Why RPA for Data Migrations?
Data migrations are a common activity in large and medium enterprises that are going through a merger, an acquisition, an implementation, a modernization effort, a retirement of a legacy system, an ERP upgrade, or a move to the Cloud. Whatever your business reasons to go through it, using Robotic Process Automation (RPA) for data migrations is a logical approach. This can be easily understood if you consider the nature of the data migration process itself.
In previous entries we have shared the ideal characteristics a process would need to have in order to be a good candidate for RPA but to sum it up, activities that are highly structured and rules-based, are what robots do best.
These two main characteristics align perfectly with the fundamental data migration methodology ETL (Extract, Transform, Load), making a great fit to use RPA for data migrations.
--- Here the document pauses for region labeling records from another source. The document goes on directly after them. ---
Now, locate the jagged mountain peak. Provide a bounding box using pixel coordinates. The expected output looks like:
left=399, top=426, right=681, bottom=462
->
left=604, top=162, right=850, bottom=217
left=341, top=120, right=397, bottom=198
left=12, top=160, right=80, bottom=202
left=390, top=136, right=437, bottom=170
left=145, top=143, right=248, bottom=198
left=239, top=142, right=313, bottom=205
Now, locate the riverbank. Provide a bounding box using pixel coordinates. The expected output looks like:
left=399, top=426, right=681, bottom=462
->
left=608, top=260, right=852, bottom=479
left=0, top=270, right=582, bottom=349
Uipath deepens into this by describing why each step of the methodology fits the profile:
- Extract Design: well-defined requirements for the manner in which data will be extracted, held, and verified.
- Transform: solution design rules guide data transformation for the targeted to-be data structure.
- Load: clearly defined steps dictate how extracted and transformed data is mapped into the target structure.
- Test and Recovery: specific unit and integration test plans, along with exit criteria, reporting, roll-back, and recovery procedures for every migration stage.
Additionally, since data migration often involves legacy systems that lack API access, thanks to its user interface (UI)-level integration using RPA for Data migrations, is a low-risk choice, by avoiding impacting underlying systems and databases.
Benefits of Using RPA for Data Migrations
By implementing RPA for data migration processes, you can expect the following results:
- Increase data migration speed. Multiple robots could be deployed to be migrating and validating continuously.
- Lower the cost of migration. Due to its simplicity using RPA for data migrations can lower the cost of the migration itself, as it doesn’t require coding or a specific UI.
- Reduce error. By automating many of the intensive validation steps, RPA reduces human intervention and consequently human error.
- Integrate data from multiple systems. RPA can help to bring legacy data in line with RPA and data migration.
- Adding flexibility and scalability. Robots can handle multiple data formats, and create log files as required in a particular situation.
- Delivering Trackability. RPA has the capacity to track the migration process, identify data inconsistencies or low-quality data and faulty datasets, and rectify the errors in real-time.
Regardless of the triggers to migrate, leveraging RPA for data migrations can be a great ally to help the process be more accurate, fast, and simple.